Our readers were aware last week that the House Administration of Criminal Justice Committee was holding a hearing on the death penalty in Louisiana, and on Tuesday that hearing took place. It wasn’t the most illuminating affair in the history of the state, but certain things became pretty obvious to those who watched.
Much of Tuesday’s hearing, which was administered in part by Attorney General Jeff Landry’s office, centered on complaints about the death penalty being put on hold in Louisiana and how the state might move forward with administering capital punishment.
“In Louisiana, death row doesn’t mean death row anymore,” said Landry, a Republican who is seeking re-election this year and has been a vocal advocate of re-instating its use of the death penalty here.

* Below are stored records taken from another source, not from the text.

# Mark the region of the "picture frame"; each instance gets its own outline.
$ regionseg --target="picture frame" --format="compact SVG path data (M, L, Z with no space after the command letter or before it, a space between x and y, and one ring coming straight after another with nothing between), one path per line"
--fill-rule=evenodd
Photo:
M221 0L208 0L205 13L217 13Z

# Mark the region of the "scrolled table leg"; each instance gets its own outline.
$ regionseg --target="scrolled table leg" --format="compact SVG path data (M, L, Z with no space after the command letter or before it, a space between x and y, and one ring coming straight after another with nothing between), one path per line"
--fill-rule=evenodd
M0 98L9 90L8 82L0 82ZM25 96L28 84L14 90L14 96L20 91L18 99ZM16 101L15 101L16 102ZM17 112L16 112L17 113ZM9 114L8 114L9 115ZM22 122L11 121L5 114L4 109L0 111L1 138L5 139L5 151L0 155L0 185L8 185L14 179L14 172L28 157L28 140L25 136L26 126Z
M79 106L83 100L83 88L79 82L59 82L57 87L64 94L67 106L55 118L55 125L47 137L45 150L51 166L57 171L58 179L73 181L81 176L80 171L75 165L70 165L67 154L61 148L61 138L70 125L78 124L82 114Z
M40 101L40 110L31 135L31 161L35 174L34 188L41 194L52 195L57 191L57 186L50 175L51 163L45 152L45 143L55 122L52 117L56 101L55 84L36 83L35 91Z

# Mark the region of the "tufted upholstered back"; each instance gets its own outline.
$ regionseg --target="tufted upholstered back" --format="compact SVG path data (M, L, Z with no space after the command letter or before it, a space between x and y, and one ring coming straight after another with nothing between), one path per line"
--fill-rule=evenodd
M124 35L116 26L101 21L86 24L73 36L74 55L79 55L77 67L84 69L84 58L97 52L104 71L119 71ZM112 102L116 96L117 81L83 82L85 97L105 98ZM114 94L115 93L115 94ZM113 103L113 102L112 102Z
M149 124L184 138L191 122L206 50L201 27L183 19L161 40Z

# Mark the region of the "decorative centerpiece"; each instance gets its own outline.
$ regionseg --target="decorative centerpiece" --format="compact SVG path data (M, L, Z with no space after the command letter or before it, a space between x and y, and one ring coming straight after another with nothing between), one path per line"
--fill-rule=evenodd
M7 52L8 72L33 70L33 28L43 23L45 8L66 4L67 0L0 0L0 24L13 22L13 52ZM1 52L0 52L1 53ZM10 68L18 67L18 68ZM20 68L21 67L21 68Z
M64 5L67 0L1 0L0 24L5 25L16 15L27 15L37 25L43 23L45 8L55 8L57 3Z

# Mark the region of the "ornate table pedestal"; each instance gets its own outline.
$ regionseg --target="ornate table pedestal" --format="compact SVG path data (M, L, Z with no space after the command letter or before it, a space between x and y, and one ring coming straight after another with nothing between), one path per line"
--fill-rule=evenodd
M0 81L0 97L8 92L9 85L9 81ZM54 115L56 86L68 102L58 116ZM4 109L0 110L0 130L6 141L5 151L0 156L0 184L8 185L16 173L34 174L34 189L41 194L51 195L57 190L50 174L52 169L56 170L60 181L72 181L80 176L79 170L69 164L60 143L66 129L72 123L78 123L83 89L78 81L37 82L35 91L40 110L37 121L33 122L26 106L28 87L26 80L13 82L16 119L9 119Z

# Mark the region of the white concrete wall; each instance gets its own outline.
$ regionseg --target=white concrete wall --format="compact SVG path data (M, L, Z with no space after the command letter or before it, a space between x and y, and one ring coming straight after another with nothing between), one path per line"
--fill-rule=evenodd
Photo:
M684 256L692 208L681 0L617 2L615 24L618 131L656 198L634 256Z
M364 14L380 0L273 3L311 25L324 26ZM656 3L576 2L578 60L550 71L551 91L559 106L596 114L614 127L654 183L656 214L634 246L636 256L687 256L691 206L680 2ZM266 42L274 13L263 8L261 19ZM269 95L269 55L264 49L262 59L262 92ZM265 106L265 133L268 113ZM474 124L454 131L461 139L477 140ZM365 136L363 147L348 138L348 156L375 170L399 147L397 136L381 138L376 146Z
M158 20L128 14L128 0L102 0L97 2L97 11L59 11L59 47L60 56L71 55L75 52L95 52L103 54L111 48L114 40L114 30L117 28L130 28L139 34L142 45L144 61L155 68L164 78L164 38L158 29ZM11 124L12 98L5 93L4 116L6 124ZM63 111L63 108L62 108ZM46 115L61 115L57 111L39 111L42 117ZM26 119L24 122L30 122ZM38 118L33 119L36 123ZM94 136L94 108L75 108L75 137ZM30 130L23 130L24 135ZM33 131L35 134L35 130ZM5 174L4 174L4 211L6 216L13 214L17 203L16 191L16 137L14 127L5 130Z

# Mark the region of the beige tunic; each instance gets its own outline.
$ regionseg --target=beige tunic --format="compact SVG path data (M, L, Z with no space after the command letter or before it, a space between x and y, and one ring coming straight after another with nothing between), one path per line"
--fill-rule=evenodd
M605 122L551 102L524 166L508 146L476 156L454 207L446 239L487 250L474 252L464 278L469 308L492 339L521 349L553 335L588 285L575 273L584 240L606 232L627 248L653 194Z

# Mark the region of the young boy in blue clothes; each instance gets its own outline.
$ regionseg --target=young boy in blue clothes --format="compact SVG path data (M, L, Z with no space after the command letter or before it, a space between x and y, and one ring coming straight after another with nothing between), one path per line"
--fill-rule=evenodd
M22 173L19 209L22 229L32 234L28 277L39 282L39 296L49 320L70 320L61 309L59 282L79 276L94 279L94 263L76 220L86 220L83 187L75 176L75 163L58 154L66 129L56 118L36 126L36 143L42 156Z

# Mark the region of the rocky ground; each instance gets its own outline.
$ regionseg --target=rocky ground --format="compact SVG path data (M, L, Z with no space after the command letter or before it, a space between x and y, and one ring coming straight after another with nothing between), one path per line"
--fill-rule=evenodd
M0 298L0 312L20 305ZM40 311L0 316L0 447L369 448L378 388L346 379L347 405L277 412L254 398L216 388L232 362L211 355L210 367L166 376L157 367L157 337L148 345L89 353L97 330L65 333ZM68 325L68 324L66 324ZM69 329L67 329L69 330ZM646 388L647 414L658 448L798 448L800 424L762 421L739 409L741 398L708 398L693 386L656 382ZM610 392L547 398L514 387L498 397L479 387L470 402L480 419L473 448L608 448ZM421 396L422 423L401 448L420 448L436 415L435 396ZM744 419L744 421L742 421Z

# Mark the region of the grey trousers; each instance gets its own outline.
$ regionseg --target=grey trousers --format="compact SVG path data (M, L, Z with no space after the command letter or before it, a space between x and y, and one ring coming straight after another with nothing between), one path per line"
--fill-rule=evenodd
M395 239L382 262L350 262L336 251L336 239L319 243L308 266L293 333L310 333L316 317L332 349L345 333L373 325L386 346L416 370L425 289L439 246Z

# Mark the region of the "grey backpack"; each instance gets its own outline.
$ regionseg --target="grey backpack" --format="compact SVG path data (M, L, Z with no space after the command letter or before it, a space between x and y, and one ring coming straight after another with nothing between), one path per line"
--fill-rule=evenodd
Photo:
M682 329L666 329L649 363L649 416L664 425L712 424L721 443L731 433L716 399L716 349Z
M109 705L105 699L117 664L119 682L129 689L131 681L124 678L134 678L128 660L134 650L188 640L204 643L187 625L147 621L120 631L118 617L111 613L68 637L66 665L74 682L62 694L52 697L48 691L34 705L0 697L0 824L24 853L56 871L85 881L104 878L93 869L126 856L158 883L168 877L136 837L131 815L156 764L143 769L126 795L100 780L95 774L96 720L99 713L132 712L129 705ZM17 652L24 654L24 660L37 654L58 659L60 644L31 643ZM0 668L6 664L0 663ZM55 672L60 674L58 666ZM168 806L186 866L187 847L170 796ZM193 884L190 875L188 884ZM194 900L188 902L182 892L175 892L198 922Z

Louisiana is one of 31 states that still allow the death penalty as a form of criminal punishment in law. But the state’s last execution was in 2010, and that prisoner volunteered to be executed. The issue has been tangled up in the legal system amid a fight over the state’s process for lethal injection.

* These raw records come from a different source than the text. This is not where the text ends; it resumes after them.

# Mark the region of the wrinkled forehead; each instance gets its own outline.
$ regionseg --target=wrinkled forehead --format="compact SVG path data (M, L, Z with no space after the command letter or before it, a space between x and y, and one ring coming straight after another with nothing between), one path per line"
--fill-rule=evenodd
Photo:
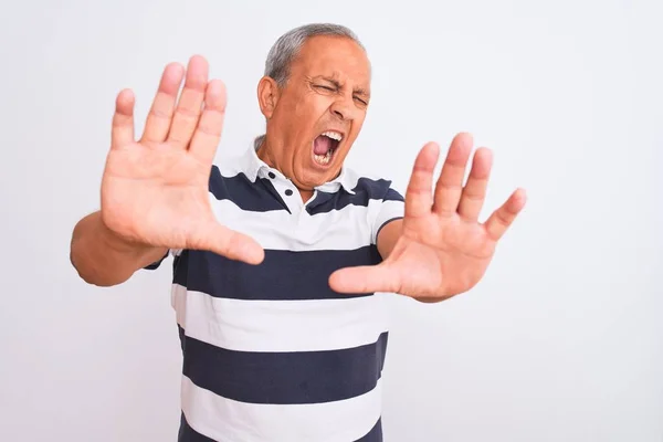
M291 74L334 77L369 88L371 66L366 51L351 39L317 35L304 43L293 61Z

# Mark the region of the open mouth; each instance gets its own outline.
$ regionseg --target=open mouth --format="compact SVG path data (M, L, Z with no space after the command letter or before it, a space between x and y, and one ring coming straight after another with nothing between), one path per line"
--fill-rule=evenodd
M327 166L343 140L343 134L336 130L322 133L313 140L313 159L320 166Z

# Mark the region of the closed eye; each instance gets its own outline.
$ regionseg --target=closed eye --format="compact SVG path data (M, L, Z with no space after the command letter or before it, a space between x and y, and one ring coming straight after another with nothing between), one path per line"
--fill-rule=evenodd
M315 87L318 87L320 90L325 90L325 91L329 91L329 92L335 92L336 90L332 86L325 86L323 84L316 84Z

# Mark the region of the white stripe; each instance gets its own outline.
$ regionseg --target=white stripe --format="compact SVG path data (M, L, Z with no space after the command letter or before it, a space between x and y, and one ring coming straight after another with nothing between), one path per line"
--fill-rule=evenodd
M312 251L354 250L371 244L371 228L382 204L348 204L340 210L308 214L306 210L252 212L240 209L230 200L217 200L210 193L217 220L223 225L252 236L264 249Z
M222 398L182 377L182 412L197 432L219 442L350 442L380 418L381 382L361 396L315 404L254 404Z
M373 344L388 329L388 299L243 301L173 284L172 305L187 336L231 350L311 351Z

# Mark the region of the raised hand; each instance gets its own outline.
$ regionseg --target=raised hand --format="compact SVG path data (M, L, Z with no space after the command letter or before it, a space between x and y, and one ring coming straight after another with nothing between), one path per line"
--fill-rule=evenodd
M475 286L485 274L497 242L524 208L526 197L524 190L517 189L480 223L492 156L487 149L476 150L463 187L471 151L472 137L459 134L433 193L433 169L440 148L434 143L425 145L414 161L406 192L406 215L391 253L379 265L335 272L329 278L332 288L340 293L390 292L420 301L442 301Z
M264 256L257 242L218 223L210 207L208 183L223 127L225 86L208 75L201 56L191 57L186 73L169 64L139 140L134 138L134 95L128 90L118 94L102 179L102 219L130 242L209 250L256 264Z

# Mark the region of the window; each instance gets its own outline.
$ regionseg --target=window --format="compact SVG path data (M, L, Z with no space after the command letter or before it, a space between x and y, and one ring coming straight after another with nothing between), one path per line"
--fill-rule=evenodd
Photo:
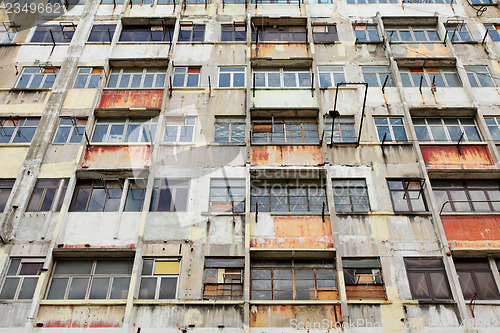
M115 34L116 25L94 25L90 32L89 42L111 43Z
M174 67L174 87L199 87L201 67Z
M339 40L335 25L313 25L312 29L315 43L333 43Z
M404 258L413 299L449 300L451 291L441 259Z
M257 33L252 30L253 42L305 42L307 41L306 27L303 25L285 26L257 26ZM257 36L258 34L258 36ZM256 36L258 40L256 40Z
M494 87L492 76L486 66L465 66L470 85L474 87Z
M500 211L500 183L494 180L434 180L432 191L443 212Z
M68 187L68 179L38 179L26 208L27 212L58 212ZM59 190L60 189L60 190ZM56 197L59 191L59 200Z
M205 2L202 2L205 3ZM179 32L179 42L203 42L205 40L205 25L183 25Z
M42 267L43 259L12 258L0 291L0 300L32 299Z
M368 189L364 179L334 179L335 211L342 213L369 212Z
M215 117L215 142L245 143L244 117Z
M335 87L337 83L345 82L343 66L320 66L318 67L319 86Z
M86 119L61 118L54 143L80 143L85 133Z
M244 87L245 67L219 67L219 87Z
M484 27L486 28L486 31L488 31L488 35L490 35L490 38L494 42L500 41L500 24L485 24Z
M448 0L451 1L451 0ZM446 34L448 38L453 43L456 42L470 42L472 41L472 37L470 36L469 29L467 29L467 25L462 23L449 23L445 24Z
M398 3L398 0L347 0L348 4Z
M95 89L99 86L102 68L80 67L76 75L73 89Z
M500 141L500 117L484 117L494 141Z
M70 43L76 26L70 25L40 25L36 27L30 43Z
M167 117L164 142L193 142L196 117Z
M0 26L0 44L10 44L14 42L18 32L17 26L2 25Z
M70 212L117 212L120 208L123 183L123 179L79 179Z
M420 87L420 80L422 80L422 87L428 87L431 83L434 83L436 87L462 86L457 70L452 67L402 67L399 72L403 87Z
M126 299L132 259L60 259L47 299Z
M15 180L0 179L0 214L3 213Z
M344 258L342 266L347 299L385 299L378 258Z
M427 211L423 180L388 180L392 206L395 212Z
M421 142L480 142L474 118L412 118Z
M500 298L488 259L456 258L453 261L466 300Z
M335 265L314 259L252 260L251 299L337 299Z
M17 89L50 89L56 80L59 68L24 67L17 81Z
M408 141L403 118L401 117L375 117L378 140L380 142L405 142Z
M189 180L155 179L150 212L185 212L189 195Z
M226 3L229 3L226 1ZM245 3L243 1L243 3ZM221 41L223 42L244 42L247 40L247 27L240 24L221 25Z
M164 67L112 68L108 88L142 89L165 87Z
M369 87L394 87L389 66L362 66L363 79ZM387 80L387 81L386 81Z
M245 211L245 179L212 179L210 181L210 211Z
M145 179L129 179L124 212L140 212L146 195Z
M325 119L325 137L324 140L332 142L332 118ZM334 143L356 143L356 129L354 128L354 117L337 117L333 126Z
M244 258L206 258L203 299L243 299Z
M144 259L139 299L175 299L181 263L179 259Z
M377 26L374 24L356 24L354 33L358 42L380 42Z
M0 118L0 143L31 142L39 118Z
M316 119L252 120L252 143L319 143Z
M120 42L170 42L173 25L124 25Z
M328 210L325 186L318 181L254 180L251 188L251 211L322 212Z
M254 69L254 86L257 88L311 88L309 68Z
M436 27L430 26L386 26L389 42L439 42Z
M156 133L156 125L156 118L97 119L91 142L152 142Z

Attempts to abolish capital punishment have come up in recent years at the State Capitol, but it continues to face major resistance in both the Republican-controlled House and Senate.
For several hours, the House panel heard from grieving victims’ family members and other capital punishment supporters, while opponents of the death penalty spoke during a shorter public comment period at the meeting’s end.
The tilt toward favoring capital punishment left many legislators and others who oppose the death penalty complaining that the hearing was tainted with partisanship.
Rep. Barbara Norton, D-Shreveport, said she felt that the event was orchestrated as a “set up” to target Gov. John Bel Edwards, a Democrat.
Rep. Ted James, D-Baton Rouge, described the scene as a pro-death penalty “pep rally.”
And after the hearing Gov. John Bel Edwards provided the real illumination in a statement…
“The fact of the matter is that we cannot execute someone in the state of Louisiana today because the only legally prescribed manner set forth in state statute is unavailable to us,” Edwards said in a statement after the hearing. “In the time since we last had this conversation, nothing has changed – the drugs are not available and legislation has not passed to address concerns of drug companies or offer alternative forms of execution.”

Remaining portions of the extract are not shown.